This block prints out the first five projections of a sorted query. What "sort" argument fills the blank?

```
docs = list(db.laureates.find(
    {"born": {"$gte": "1900"}, "prizes.year": {"$gte": "1954"}},
    {"born": 1, "prizes.year": 1, "_id": 0},
    sort=____))
for doc in docs[:5]:
    print(doc)
```

```
{'born': '1916-08-25', 'prizes': [{'year': '1954'}]}
{'born': '1915-06-15', 'prizes': [{'year': '1954'}]}
{'born': '1901-02-28', 'prizes': [{'year': '1954'}, {'year': '1962'}]}
{'born': '1913-07-12', 'prizes': [{'year': '1955'}]}
{'born': '1911-01-26', 'prizes': [{'year': '1955'}]}
```

In [16]:
docs = list(db.laureates.find(
    {"born": {"$gte": "1900"}, "prizes.year": {"$gte": "1954"}},
    {"born": 1, "prizes.year": 1, "_id": 0},
    sort=[("prizes.year", 1), ("born", -1)]))
for doc in docs[:5]:
    print(doc)

{'born': '1916-08-25', 'prizes': [{'year': '1954'}]}
{'born': '1915-06-15', 'prizes': [{'year': '1954'}]}
{'born': '1901-02-28', 'prizes': [{'year': '1954'}, {'year': '1962'}]}
{'born': '1913-07-12', 'prizes': [{'year': '1955'}]}
{'born': '1911-01-26', 'prizes': [{'year': '1955'}]}


In [17]:
docs = list(db.laureates.find(
    {"born": {"$gte": "1900"}, "prizes.year": {"$gte": "1954"}},
    {"born": 1, "prizes.year": 1, "_id": 0},
    sort={"prizes.year": 1, "born": -1}))
for doc in docs[:5]:
    print(doc)

TypeError: passing a dict to sort/create_index/hint is not allowed - use a list of tuples instead. did you mean [('prizes.year', 1), ('born', -1)]?

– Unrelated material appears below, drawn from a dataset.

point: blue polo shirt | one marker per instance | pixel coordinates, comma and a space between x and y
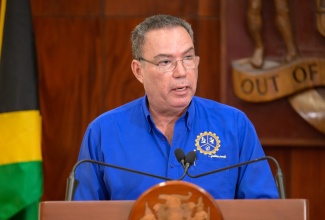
127, 136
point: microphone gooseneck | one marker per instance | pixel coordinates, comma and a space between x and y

# Sorting together: MongoDB + Python
In this exercise you'll explore the prizes in the physics category.You will use Python to sort laureates for one prize by last name, and then MongoDB to sort prizes by year:

```
1901: Röntgen
1902: Lorentz and Zeeman
1903: Becquerel and Curie and Curie, née Sklodowska
```

You'll start by writing a function that takes a prize document as an argument, extracts all the laureates from that document, arranges them in alphabetical order, and returns a string containing the last names separated by " and ".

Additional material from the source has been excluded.